Deploying a Production-Ready Kafka Cluster on Kubernetes with Strimzi

What is Event Streaming?

Event streams are similar to digital root systems in business, capturing real-time data from multiple sources for further processing and analysis.

Event Streaming is Used For?

Event streaming is used in a variety of industries for payments, logistics tracking, IoT data analytics, customer communication, healthcare analytics, data integration, and more

Apache Kafka is an event streaming platform. What does that mean?

Kafka allows you to publish and subscribe to event streams.
It preserves these streams reliably for as long as necessary.
You can process streams in real time or in retroactively.
Kafka is distributed, scalable, fault tolerant, and secure.
It works across platforms and can be monitored or fully managed by vendors.

How does Kafka work?

Kafka is a distributed system with servers and clients communicating via high-performance TCP. It can run on various platforms like bare-metal, VMs, or containers in on-premise or cloud setups.

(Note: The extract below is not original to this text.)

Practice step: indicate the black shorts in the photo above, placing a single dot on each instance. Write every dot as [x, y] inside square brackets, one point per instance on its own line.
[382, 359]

Servers: Form a cluster across datacenters or cloud regions, with some acting as brokers for storage.
Clients: Enable building distributed apps and microservices to read, write, and process events at scale, even handling faults or network issues.
Broker: A server running Kafka that connects different services.
Event: Messages in Kafka stored as bytes on the broker’s disk.
Producer and Consumer: Services that send or receive events in Kafka.
Topic: A way to categorize events, like folders in a file system.
Partition: Parts of a topic used to handle data more efficiently.
Replication Factor: Copies of partitions for backup in the Kafka cluster.
Offset: Tracks which events a consumer has already read . A producer producing messages to a kafka topic with 3 partitions would look like this:
Zookeeper: Manages Kafka cluster status, permissions, and offsets.
Consumer Group: A group of consumers that work together to read from topics.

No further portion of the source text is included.